En compagnie de ses agents, Colmar, Robert, Hougaud et Sevestre, Jouin alla perquisitionner à Alforville chez un nommé Cardy, soupçonné de détenir les titres volés à Thiais. Il apprit que Cardy se trouvait chez un de ses amis d’Ivry, le soldeur Gauzy, déjà suspecté.

Gauzy logeait dans une maison de deux étages portant une enseigne en lettres blanches : « Hall populaire d’Ivry ». Il tenait un magasin de confections. Les agents découvrirent le soldeur en compagnie de son ami Cardy dans l’arrière-boutique. Les inspecteurs Sevestre et Hougaud s’emparèrent de Cardy, les autres demandèrent à Gauzy de les conduire au premier étage. Gauzy expliqua qu’il y avait plusieurs chambres à cet étage, et, que personne n’y habitait. Jouin l’engagea, brutalement, à passer devant.

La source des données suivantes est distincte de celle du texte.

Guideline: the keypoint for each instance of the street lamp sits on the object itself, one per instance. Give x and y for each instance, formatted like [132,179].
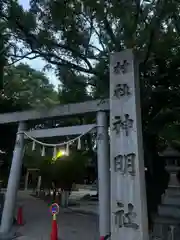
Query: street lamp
[172,158]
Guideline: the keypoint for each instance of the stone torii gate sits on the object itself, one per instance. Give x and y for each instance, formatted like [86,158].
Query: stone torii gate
[122,208]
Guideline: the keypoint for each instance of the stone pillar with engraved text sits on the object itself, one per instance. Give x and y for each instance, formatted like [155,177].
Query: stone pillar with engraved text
[128,195]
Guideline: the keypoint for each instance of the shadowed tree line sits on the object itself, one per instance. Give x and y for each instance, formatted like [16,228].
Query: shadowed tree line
[76,37]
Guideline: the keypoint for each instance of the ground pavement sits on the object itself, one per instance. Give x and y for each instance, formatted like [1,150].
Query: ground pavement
[71,225]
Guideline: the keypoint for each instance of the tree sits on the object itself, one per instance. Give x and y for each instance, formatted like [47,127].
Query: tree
[24,88]
[24,85]
[77,36]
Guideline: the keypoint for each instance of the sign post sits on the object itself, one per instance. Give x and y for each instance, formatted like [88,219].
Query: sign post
[54,209]
[128,195]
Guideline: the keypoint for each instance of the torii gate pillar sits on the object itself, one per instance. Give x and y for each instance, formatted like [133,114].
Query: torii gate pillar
[13,182]
[103,157]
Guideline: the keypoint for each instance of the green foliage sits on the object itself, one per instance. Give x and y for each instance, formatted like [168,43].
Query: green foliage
[76,37]
[24,85]
[65,171]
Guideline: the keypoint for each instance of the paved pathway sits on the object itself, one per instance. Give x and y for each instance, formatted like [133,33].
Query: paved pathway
[72,226]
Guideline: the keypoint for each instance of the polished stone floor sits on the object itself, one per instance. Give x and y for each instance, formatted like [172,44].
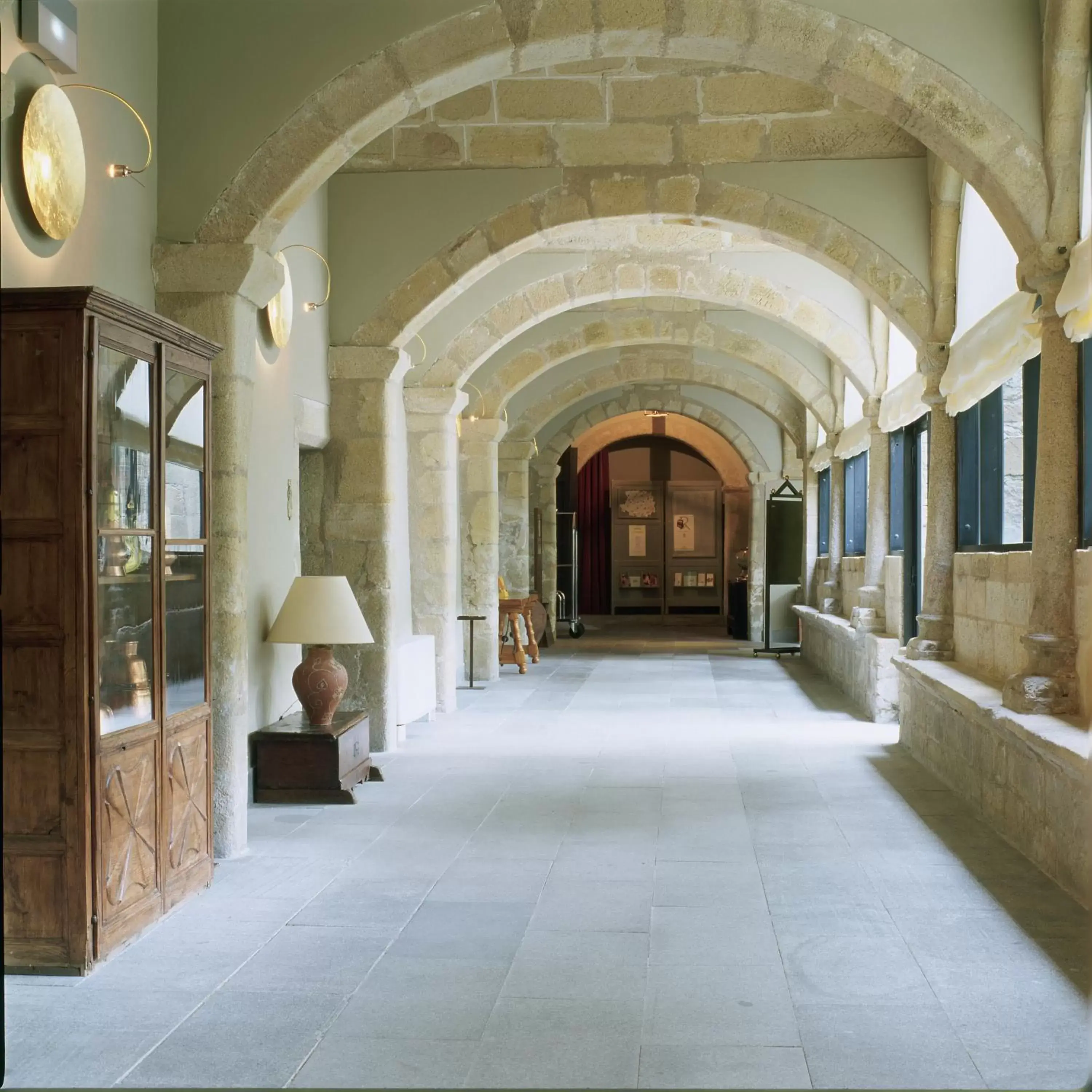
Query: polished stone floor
[654,862]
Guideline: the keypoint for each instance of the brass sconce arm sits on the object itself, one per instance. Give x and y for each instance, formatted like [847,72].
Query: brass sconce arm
[304,246]
[119,170]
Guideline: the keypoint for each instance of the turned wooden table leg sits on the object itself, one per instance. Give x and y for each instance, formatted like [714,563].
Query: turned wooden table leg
[521,658]
[532,644]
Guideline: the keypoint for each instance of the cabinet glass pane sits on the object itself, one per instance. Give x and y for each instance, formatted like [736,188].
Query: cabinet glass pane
[184,408]
[186,622]
[126,671]
[125,440]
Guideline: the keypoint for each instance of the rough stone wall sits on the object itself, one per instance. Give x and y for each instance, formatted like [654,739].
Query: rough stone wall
[859,662]
[634,112]
[853,578]
[993,611]
[893,597]
[1027,776]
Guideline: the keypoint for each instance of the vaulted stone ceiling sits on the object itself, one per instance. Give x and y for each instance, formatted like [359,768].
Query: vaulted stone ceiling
[636,112]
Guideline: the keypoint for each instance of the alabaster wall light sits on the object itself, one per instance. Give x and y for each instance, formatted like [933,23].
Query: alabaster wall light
[55,169]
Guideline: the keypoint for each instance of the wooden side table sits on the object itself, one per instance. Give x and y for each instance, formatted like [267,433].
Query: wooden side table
[513,611]
[296,763]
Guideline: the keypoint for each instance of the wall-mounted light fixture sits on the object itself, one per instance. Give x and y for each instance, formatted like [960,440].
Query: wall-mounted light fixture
[279,310]
[55,169]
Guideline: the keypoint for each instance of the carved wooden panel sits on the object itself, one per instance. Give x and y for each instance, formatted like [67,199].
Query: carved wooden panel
[187,790]
[128,826]
[33,389]
[32,792]
[33,686]
[31,478]
[32,575]
[33,896]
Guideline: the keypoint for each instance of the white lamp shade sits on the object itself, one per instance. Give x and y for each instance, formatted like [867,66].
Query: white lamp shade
[320,611]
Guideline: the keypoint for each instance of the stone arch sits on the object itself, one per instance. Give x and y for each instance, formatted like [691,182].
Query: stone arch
[605,278]
[650,328]
[668,375]
[680,199]
[711,446]
[788,37]
[615,404]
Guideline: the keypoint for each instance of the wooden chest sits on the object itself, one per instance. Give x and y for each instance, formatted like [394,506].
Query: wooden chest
[297,764]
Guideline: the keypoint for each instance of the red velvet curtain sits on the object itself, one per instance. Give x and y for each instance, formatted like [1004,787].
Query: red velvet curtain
[593,525]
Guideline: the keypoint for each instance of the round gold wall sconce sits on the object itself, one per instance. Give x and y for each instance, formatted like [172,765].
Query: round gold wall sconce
[54,166]
[279,310]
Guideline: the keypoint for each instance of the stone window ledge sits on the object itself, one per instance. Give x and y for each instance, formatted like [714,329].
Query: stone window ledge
[1064,741]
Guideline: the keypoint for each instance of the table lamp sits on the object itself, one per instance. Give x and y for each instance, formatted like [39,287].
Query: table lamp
[320,612]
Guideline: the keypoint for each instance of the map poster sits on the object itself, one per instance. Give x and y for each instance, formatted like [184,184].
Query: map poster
[684,533]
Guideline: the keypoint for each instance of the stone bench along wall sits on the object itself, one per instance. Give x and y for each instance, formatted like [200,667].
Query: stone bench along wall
[856,661]
[1027,776]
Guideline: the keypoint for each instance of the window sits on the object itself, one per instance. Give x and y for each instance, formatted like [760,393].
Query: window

Tous montèrent par un petit escalier étroit. En haut, Gauzy ouvrit une porte de l’appartement fermé à double tour et s’effaça pour laisser pénétrer le sous-chef et ses inspecteurs, Jouin traversa l’antichambre, puis une chambre à deux lits et, enfin, aboutit à une petite chambre plongée dans l’obscurité. C’est alors qu’ils distinguèrent un individu ramassé sur lui-même comme pour bondir et qui portait la main à la poche droite de son veston.

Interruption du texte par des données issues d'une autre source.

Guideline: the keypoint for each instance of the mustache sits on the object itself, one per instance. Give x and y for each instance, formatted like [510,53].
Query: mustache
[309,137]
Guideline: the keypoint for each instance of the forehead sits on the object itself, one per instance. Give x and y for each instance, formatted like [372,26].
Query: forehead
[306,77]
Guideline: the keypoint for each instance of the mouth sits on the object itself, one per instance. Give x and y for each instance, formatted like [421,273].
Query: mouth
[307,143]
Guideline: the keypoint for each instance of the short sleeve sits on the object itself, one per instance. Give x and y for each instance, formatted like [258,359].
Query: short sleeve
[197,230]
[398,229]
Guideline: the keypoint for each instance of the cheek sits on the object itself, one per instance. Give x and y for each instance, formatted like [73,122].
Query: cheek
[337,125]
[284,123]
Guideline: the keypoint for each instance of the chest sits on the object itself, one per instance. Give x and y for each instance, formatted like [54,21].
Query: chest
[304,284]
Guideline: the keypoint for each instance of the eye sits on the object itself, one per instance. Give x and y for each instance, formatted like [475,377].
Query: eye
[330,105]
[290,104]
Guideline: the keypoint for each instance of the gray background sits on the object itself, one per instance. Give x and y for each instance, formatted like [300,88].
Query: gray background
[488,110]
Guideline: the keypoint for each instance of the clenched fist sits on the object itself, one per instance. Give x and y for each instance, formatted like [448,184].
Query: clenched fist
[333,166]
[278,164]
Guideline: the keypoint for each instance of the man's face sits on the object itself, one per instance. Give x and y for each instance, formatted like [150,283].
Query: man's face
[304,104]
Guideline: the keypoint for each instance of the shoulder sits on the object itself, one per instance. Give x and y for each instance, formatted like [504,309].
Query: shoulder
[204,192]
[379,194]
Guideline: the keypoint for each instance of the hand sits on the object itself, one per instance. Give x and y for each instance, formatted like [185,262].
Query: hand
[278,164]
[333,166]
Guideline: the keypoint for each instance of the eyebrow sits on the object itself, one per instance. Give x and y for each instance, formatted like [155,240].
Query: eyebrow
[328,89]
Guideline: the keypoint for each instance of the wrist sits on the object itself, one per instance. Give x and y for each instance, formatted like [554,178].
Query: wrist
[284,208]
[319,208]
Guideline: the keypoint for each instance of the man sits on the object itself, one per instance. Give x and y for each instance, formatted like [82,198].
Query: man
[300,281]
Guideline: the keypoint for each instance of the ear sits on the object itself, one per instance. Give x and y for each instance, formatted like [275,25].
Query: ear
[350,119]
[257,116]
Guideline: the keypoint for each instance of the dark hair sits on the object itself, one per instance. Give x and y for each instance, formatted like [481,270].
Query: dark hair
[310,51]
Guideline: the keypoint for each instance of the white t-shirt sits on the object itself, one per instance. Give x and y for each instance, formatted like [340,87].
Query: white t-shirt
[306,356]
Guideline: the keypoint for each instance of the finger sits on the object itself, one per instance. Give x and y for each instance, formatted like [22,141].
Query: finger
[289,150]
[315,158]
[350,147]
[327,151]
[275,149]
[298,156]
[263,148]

Ils se jetèrent sur lui. Jouin en tête et Colmar le suivant. Les trois hommes roulèrent sur le parquet.

Il y eut une lutte sourde et rapide.

L’homme réussit à dégager son bras armé d’un revolver. À ce moment Jouin cria :

— Attention… prends-lui les bras… il a un revolver.

Mais l’homme venait de tirer sur le sous-chef de la Sûreté qui s’affala tué raide. Puis il déchargea son arme sur Colmar qui, blessé grièvement, s’affaissa avec un gémissement.

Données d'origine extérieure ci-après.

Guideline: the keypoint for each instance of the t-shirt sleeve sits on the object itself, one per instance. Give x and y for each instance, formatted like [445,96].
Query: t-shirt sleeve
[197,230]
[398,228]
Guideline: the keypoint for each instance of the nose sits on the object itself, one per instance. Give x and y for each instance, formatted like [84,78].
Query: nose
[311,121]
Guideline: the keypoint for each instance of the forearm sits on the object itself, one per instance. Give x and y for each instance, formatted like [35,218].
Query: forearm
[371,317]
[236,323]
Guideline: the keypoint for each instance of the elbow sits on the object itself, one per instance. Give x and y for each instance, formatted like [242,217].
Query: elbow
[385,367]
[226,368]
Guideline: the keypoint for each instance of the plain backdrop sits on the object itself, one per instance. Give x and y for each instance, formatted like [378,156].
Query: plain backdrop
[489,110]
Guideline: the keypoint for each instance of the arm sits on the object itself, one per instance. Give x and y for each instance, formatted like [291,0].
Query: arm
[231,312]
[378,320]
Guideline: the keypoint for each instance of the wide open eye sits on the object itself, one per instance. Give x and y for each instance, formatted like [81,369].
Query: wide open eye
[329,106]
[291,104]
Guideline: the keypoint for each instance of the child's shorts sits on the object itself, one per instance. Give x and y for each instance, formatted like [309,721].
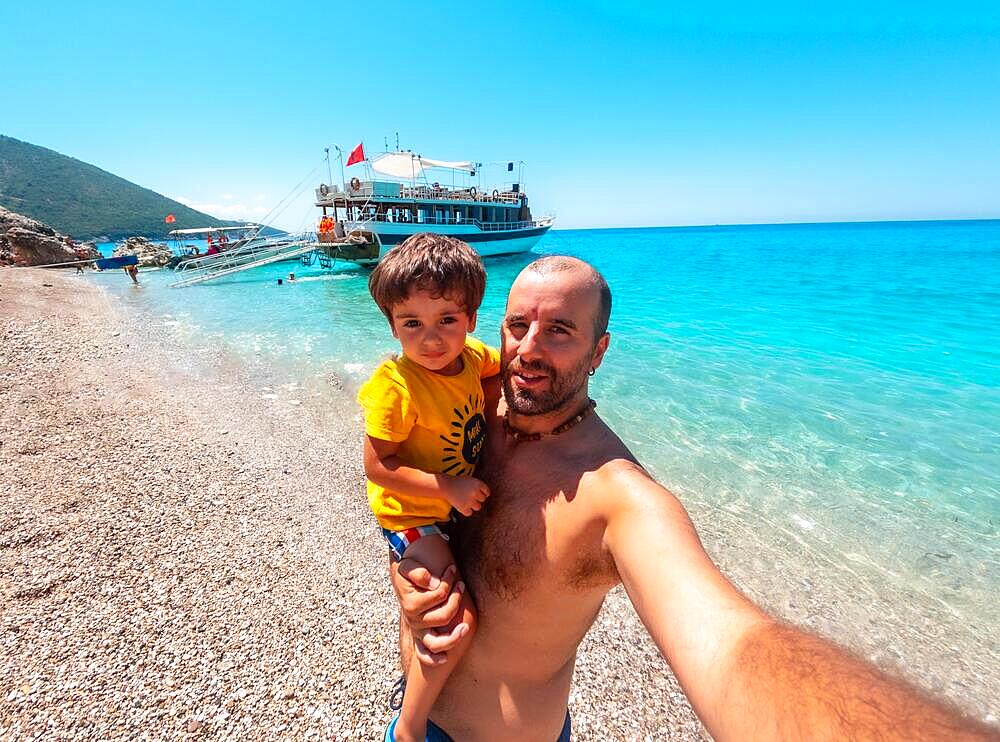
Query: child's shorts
[399,540]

Après quoi, l’homme se tint immobile ne donnant plus signe de vie.

Sans doute, le troisième inspecteur, Robert, le crut-il mort, car il courut crier au secours. Il prit Colmar par le bras, l’aida à descendre l’escalier. Alors l’homme se voyant seul, se redressa, donna un coup d’œil autour de lui, puis par le logement d’une dame Weynem femme d’un ouvrier maçon, il tenta de s’enfuir. Cette brave femme a raconté, par la suite comment elle se trouva brusquement en présence de l’assassin. Elle était en train de préparer paisiblement sa soupe, lorsque, entendant du bruit chez son voisin, elle ouvrit la porte. Elle eut tout juste le temps de voir deux hommes qui descendaient péniblement l’escalier. Une ombre venait de se dresser, menaçante, devant elle. C’était un homme, plutôt petit, qui paraissait nerveux ; il avait du sang sur le bras droit. Il s’approcha de la femme et lui cria :

— Laisse-moi passer ou je te brûle.

Terrorisée, la femme Weynem se jeta de côté. Le bandit se précipita dans la salle à manger, puis de là, dans la chambre à coucher. La femme le suivit. Elle le vit qui examinait les lieux rapidement, et semblait mesurer la hauteur de la fenêtre qui donnait dans une cour voisine. À ce moment, il se tourna vers elle, le visage dur :

— Passe-moi des draps de lit.

La femme se mit à trembler.

— Je n’en ai pas…

Il haussa les épaules et, sans hésitation, enjamba la barre de la fenêtre et se laissa glisser. La pauvre femme le vit dans le jardin qui s’enfuyait. Il disparut. Il avait réussi, en effet, à gagner le sentier dit des Bassettes qui mène à la rue des Grands-Corps d’une part, et aux terrains vagues des fortifications d’autre part.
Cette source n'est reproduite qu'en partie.